Walter Simmering is searching for love and purpose in a city he doesn’t realize is fading away—San Francisco in 1993, at the height of the AIDS epidemic and the dawn of the tech revolution. Out of college, out of the closet, and transplanted from the Midwest, Walter is irresistibly drawn from his shell when he meets Cary Menuhin and Sasha Stravinsky, a dynamic couple who live blithely beyond the boundaries of gender and sexuality. Witty and ultra-stylish, Cary and Sasha seem to have stepped straight out of a sultry film noir, captivating Walter through a shared obsession with cinema and Hollywood’s golden age.
As the three embark on adventures across the city, filled with joie de vivre, their lively friendship evolves in unexpected ways. When Walter befriends Lawrence, a filmmaker and former child actor living with HIV, they pursue a film project of their own, with hilarious and tragic results.
Midnight at the Cinema Palace is a vibrant and nostalgic exploration of young souls discovering themselves amidst the backdrop of a disappearing city. Christopher Tradowsky’s astonishing debut captures the essence of ’90s queer culture and the complex lives of friends seeking an aesthetically beautiful and fulfilling way of life.
Christopher Tradowsky lived in San Francisco throughout the 1990s and drew inspiration from his time there for this book. He was also inspired by Virginia Woolf’s Orlando, and says that “While Orlando has become the patron saint of gender fluidity, Woolf demonstrated that an entire novel, in both subject and style, could be a love letter from start to finish.” In addition to the J. Michael Samuel Prize from the Lambda Literary Foundation, Tradowsky was also the recipient of the BLOOM Literary Journal Prize for fiction in 2013. He earned a PhD in art history from UCLA. He teaches undergraduate art history and mentors in the creative writing MFA program at Augsburg University in Minneapolis. He lives in St.

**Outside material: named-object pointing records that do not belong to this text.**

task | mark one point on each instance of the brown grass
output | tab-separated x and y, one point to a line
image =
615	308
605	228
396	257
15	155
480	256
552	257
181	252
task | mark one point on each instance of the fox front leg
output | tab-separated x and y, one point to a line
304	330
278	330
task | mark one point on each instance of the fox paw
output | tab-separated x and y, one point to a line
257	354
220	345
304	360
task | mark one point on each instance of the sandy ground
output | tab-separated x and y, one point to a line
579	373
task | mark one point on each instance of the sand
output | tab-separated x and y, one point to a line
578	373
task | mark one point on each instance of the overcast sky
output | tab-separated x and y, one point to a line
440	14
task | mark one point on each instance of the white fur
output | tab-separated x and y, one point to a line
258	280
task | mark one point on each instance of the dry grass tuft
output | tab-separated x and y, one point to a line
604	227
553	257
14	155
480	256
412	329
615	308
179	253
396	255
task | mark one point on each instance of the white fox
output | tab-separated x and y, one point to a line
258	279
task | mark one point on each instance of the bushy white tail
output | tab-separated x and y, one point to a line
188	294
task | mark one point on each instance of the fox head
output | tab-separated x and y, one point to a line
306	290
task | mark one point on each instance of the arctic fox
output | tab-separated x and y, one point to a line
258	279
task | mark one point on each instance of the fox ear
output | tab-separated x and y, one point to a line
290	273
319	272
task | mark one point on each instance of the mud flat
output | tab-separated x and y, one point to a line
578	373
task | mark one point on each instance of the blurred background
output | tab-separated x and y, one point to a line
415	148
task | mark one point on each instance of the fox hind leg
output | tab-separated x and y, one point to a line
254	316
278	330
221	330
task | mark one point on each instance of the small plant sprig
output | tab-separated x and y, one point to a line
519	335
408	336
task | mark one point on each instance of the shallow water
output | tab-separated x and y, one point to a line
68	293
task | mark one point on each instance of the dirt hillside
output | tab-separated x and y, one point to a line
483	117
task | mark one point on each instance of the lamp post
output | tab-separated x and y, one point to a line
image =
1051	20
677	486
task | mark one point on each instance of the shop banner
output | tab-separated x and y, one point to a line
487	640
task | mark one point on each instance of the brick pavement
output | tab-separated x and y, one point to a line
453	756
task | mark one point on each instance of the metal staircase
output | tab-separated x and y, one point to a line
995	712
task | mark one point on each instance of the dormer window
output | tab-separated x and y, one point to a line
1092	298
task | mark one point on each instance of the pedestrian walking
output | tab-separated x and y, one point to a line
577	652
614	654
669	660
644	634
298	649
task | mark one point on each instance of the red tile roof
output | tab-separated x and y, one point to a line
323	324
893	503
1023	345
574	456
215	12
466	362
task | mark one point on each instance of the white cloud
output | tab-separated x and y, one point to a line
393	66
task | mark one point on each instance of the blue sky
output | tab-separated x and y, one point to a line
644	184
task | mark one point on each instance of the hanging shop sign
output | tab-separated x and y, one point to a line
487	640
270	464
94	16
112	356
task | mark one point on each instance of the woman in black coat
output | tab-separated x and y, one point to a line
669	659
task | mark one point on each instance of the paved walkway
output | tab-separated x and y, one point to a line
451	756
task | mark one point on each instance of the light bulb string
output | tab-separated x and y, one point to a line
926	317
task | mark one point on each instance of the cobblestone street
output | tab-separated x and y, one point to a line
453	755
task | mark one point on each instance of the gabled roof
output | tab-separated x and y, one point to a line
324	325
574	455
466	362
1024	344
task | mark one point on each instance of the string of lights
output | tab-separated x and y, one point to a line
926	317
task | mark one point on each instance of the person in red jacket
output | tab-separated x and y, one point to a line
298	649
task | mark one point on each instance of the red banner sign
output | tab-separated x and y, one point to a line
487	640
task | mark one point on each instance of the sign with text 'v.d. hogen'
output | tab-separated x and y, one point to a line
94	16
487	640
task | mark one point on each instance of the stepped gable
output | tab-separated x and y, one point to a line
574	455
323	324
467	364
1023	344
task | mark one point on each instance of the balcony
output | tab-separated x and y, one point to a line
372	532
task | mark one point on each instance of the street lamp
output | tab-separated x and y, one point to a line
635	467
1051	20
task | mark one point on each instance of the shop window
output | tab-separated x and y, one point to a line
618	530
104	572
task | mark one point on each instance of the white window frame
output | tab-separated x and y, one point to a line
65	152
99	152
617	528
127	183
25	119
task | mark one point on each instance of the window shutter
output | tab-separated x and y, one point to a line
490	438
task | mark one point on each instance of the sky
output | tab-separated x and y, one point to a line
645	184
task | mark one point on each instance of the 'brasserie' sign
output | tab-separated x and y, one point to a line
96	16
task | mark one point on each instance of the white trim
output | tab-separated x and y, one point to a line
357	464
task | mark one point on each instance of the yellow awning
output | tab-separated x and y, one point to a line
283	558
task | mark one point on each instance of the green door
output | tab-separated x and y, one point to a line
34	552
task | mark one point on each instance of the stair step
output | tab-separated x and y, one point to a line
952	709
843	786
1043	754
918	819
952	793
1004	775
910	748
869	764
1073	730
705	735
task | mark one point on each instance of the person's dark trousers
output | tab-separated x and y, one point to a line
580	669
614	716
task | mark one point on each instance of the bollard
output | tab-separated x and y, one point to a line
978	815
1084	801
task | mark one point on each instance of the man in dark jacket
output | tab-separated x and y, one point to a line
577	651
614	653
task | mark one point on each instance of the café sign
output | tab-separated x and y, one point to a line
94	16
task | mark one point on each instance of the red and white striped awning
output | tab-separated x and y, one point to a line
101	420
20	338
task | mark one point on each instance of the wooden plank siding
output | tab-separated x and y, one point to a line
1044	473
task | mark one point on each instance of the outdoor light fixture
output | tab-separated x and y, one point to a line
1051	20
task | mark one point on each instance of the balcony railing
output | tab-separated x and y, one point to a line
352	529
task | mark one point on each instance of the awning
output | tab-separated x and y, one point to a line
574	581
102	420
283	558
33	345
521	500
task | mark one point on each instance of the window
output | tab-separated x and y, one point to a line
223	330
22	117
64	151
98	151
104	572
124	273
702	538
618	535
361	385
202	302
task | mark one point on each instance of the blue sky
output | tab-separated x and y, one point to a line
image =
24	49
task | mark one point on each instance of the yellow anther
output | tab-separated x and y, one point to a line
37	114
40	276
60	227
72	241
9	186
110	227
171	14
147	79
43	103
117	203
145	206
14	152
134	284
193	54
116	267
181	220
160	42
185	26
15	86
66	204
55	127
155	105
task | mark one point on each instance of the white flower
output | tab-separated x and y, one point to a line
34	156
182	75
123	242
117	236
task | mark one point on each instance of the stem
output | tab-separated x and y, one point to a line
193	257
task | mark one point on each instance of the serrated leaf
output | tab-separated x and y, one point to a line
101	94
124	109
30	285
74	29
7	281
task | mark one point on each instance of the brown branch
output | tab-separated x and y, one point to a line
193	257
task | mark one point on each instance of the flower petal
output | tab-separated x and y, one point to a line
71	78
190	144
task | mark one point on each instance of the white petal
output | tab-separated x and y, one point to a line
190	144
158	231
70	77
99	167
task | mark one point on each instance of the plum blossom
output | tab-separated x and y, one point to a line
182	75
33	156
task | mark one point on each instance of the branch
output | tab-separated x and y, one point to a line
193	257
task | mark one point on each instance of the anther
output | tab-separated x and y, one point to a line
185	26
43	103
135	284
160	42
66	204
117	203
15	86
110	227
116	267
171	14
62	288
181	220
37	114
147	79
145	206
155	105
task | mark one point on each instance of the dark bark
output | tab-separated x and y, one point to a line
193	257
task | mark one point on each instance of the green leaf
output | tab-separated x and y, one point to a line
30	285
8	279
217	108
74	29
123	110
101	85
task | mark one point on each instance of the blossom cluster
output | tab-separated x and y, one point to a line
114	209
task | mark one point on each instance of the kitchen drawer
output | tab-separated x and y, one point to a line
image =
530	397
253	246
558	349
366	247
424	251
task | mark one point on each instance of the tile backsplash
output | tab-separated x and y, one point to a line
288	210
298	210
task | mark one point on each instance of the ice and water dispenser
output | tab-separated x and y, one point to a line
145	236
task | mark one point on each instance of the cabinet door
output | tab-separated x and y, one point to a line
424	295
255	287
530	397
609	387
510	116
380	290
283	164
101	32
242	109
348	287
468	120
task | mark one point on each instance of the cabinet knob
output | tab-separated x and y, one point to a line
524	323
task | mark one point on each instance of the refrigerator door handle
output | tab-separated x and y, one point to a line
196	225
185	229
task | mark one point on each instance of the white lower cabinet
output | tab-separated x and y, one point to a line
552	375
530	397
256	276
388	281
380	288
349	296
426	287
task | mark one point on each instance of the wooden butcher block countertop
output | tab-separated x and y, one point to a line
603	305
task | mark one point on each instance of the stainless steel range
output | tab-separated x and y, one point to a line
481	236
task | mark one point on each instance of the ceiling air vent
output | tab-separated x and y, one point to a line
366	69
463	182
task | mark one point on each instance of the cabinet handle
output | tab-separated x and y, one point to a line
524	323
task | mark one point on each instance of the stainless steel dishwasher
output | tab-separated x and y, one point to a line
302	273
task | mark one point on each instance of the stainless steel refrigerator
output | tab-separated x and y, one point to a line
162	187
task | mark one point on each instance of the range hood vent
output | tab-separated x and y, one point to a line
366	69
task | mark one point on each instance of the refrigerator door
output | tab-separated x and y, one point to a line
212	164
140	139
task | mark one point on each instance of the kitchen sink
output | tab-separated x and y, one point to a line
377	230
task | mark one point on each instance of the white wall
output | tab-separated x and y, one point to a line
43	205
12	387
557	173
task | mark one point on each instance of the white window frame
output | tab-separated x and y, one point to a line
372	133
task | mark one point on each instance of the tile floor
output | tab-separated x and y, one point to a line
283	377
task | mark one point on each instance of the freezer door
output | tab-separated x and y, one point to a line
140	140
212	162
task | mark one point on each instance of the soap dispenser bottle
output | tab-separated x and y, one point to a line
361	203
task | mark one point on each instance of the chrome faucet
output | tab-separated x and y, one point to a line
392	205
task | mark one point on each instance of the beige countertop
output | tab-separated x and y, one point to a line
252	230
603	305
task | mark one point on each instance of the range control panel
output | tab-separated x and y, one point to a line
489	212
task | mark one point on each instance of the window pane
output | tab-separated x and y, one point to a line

Paul with his husband.
Lindsay Starck was born in Wisconsin and raised in the Milwaukee Public Library. She is the author of the novels Noah’s Wife (2016) and Monsters We Have Made (2023), which has been named a finalist for the Minnesota Book Awards. Her short prose has appeared in Ploughshares, the New England Review, AGNI, and the Southern Review, among other places, and has been awarded a Pushcart Prize. She currently writes and teaches in Minneapolis, where she lives with her husband and her cattle dog.